The large, classically inspired houses that Virginia’s wealthiest eighteenth-century planters built for themselves and their families have excited both popular imagination and scholarly inquiry since the middle of the nineteenth century when Anne Pamela Cunningham launched her effort to save George Washington’s Mount Vernon for posterity. Architectural historian Barbara Burlison Mooney has assembled for this book a study group of twenty-five houses constructed between 1720 and 1770, many of which survive, such as George Mason’s Gunston Hall, while others are known only archaeologically, such as Governor Alexander Spotswood’s Germanna,. Celebrated as aesthetic achievements, sometimes criticized as symbols of wealth built on slavery, and so familiar that they have achieved iconic status, these houses are certainly the nation's most closely studied. Mooney’s analysis of the builders of these "prodigy" houses explores modern understanding of what has long been assumed was the eighteenth-century maxim that grand architectural gestures propelled personal and political advancement. Her application of what she calls a “material culture approach” and her innovative application of gender analysis challenge several cherished notions about why elite eighteenth-century builders set themselves apart architecturally.
Mooney deftly explores how wealth and kinship gave Virginia's elites access to transatlantic trends in design and ornamentation and the challenges faced by planters who eschewed timber to build in more stylish brick. Mooney’s treatment of these themes leans heavily on insights garnered from the scholarship of Rhys Isaac, Carl Lounsbury, Dell Upton, and Camille Well, among others. Mooney agrees that wealth and intellectual capacity combined with rising social and political expectations to make architecture an "active agent in legitimizing the social order the wealthiest planters envisioned” (p. 10). Mooney breaks, however, from accepted analytical equations and is more broadly interested in whether large houses made families than she is in how families shaped their houses. The builders in her sample confirm that wealthy Virginians eagerly bore the price in emotional as well as capital resources to acquire what certainly by the middle decades of the eighteenth century were deemed necessary social tools. Were they necessary for social and political advancement? The experience of Mooney’s sample group suggests that the construction of new stylish houses was not a prerequisite for securing office, titles, or privileges. If, as Mooney suggests, wealthy planters invested in architectural gestures to maintain prestige once they had gained it, we should read their houses more as victory laps than game plans.

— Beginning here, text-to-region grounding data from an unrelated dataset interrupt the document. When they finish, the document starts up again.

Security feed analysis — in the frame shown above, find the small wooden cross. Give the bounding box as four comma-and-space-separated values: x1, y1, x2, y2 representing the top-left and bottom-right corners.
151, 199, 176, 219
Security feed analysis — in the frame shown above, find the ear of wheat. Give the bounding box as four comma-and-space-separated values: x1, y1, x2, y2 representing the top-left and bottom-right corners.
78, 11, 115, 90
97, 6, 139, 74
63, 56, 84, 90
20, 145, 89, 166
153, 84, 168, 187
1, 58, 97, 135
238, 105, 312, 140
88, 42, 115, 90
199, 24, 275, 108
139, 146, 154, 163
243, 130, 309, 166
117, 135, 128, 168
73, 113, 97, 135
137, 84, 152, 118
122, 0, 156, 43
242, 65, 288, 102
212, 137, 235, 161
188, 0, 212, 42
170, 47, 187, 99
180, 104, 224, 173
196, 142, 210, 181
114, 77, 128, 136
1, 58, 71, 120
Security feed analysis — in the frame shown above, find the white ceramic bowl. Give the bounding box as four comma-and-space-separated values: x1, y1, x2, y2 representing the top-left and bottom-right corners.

Mooney devotes two important chapters to a long-ignored aspect of Virginia’s eighteenth-century prodigy houses—female agency in financing, designing, building, and furnishing elite houses. In what she terms a "gynocentric" analysis, Mooney corrects the long-standing male bias that builders imposed on construction and that modern scholars have imposed on the interpretation of eighteenth-century houses. By exploring the role dowries played in the construction of houses that heretofore scholars have most commonly interpreted as artifacts of male ambition, Mooney breaks important new ground. The evidence that privileged eighteenth-century women expressed their architectural wishes and exerted their architectural preferences is thin and sometimes ambiguous, and Mooney turns by necessity to seventeenth-century English examples to support arguments she makes about eighteenth-century Virginia. She does find in her sample a suggestive corollary between date of marriage and date of construction, one clue that Virginia's aspirant architecture reflects the economic relationships forged in dynastic marriages. More intriguing is the implication that her analysis sheds light not only on the dynamics that shaped Virginia’s largest and most stylish buildings but also the dynamics of marriages and marital partnerships forged by eighteenth-century Virginia’s power couples.